A Multimodal Deep Learning Framework for Edema Classification Using HCT and Clinical Data
Summary: arXiv:2603.26726v1 Announce Type: cross
Abstract
In the realm of medical imaging and artificial intelligence, we propose a novel framework named AttentionMixer, aimed at the multimodal detection of brain edema. This framework effectively integrates structural head CT (HCT) scans with routine clinical metadata to enhance diagnostic accuracy. While HCT provides vital spatial information about brain structures, clinical variables such as age, laboratory values, and scan timing offer complementary insights that are often overlooked or inadequately addressed in traditional approaches.
Framework Overview
AttentionMixer is designed to fuse these diverse data sources in a systematic and efficient manner. The methodology involves several key steps:
- Encoding HCT Volumes: HCT images are encoded through a self-supervised Vision Transformer Autoencoder (ViT-AE++). This innovative approach eliminates the need for extensive labeled data, thereby streamlining the training process.
- Mapping Clinical Metadata: Clinical variables are projected into the same feature space, allowing them to be utilized as keys and values in a cross-attention module. Here, the HCT-derived feature vector acts as queries, facilitating a dynamic relationship between imaging features and patient-specific context.
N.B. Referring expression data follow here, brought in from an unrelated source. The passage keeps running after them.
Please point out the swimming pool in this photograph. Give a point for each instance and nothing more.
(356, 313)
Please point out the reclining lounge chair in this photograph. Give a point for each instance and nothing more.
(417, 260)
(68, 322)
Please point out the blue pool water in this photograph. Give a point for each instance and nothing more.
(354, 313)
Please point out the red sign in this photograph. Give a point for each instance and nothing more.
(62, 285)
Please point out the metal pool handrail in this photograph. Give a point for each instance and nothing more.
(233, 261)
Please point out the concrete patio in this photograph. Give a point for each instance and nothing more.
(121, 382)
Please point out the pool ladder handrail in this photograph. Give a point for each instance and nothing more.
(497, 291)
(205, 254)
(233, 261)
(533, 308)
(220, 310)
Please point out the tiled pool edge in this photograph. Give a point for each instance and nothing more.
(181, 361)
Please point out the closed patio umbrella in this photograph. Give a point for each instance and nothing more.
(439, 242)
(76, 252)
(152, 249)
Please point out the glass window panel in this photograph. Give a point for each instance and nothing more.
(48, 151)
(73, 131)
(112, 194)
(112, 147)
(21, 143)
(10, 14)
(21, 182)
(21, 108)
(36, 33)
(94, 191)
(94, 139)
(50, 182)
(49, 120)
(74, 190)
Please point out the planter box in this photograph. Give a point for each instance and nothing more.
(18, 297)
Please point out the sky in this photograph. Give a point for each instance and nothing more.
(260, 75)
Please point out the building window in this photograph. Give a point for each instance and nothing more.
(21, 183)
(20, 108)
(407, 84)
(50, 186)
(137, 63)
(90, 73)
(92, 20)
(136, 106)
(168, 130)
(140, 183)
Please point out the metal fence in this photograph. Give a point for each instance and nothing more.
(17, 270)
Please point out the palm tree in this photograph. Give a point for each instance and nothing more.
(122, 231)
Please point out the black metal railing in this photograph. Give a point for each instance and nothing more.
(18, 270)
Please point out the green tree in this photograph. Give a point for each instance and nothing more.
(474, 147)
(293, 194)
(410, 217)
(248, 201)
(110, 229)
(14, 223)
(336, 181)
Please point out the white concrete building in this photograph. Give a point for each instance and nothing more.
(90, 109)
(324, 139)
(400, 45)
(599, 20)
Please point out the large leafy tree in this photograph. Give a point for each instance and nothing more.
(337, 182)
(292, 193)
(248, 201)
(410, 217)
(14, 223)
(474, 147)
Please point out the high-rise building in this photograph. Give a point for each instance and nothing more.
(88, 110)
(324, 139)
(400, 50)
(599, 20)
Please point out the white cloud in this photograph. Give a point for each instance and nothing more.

- Cross-Attention Fusion: This crucial step enables the network to adaptively adjust imaging features based on the clinical context, thereby providing a more interpretable mechanism for multimodal integration.
- Refinement with MLP-Mixer: A lightweight MLP-Mixer is employed to refine the fused representation, which allows for global dependency modeling while significantly reducing parameter overhead.
Handling Incomplete Data
One of the noteworthy features of AttentionMixer is its capability to manage missing or incomplete metadata through a learnable embedding. This design promotes robustness and adaptability to real-world clinical data quality scenarios, ensuring that the framework remains effective even when faced with less-than-ideal datasets.
Performance Evaluation
To validate the effectiveness of AttentionMixer, we conducted evaluations on a curated brain HCT cohort, complete with expert annotations for edema. The results were assessed through five-fold cross-validation, and the framework demonstrated remarkable performance:
- Accuracy: 87.32%
- Precision: 92.10%
- F1-score: 85.37%
- AUC: 94.14%
Conclusion
In comparison to strong baselines that utilized only HCT data, metadata alone, or previous multimodal approaches, AttentionMixer outperformed all, showcasing the substantial benefits of structured and interpretable multimodal fusion in clinical practice. Ablation studies further confirmed the importance of both cross-attention and MLP-Mixer refinement, while permutation-based metadata importance analysis underscored the clinical relevance of the variables driving predictions. These findings not only highlight the potential of AttentionMixer in enhancing edema detection but also pave the way for future advancements in the integration of multimodal data in medical diagnostics.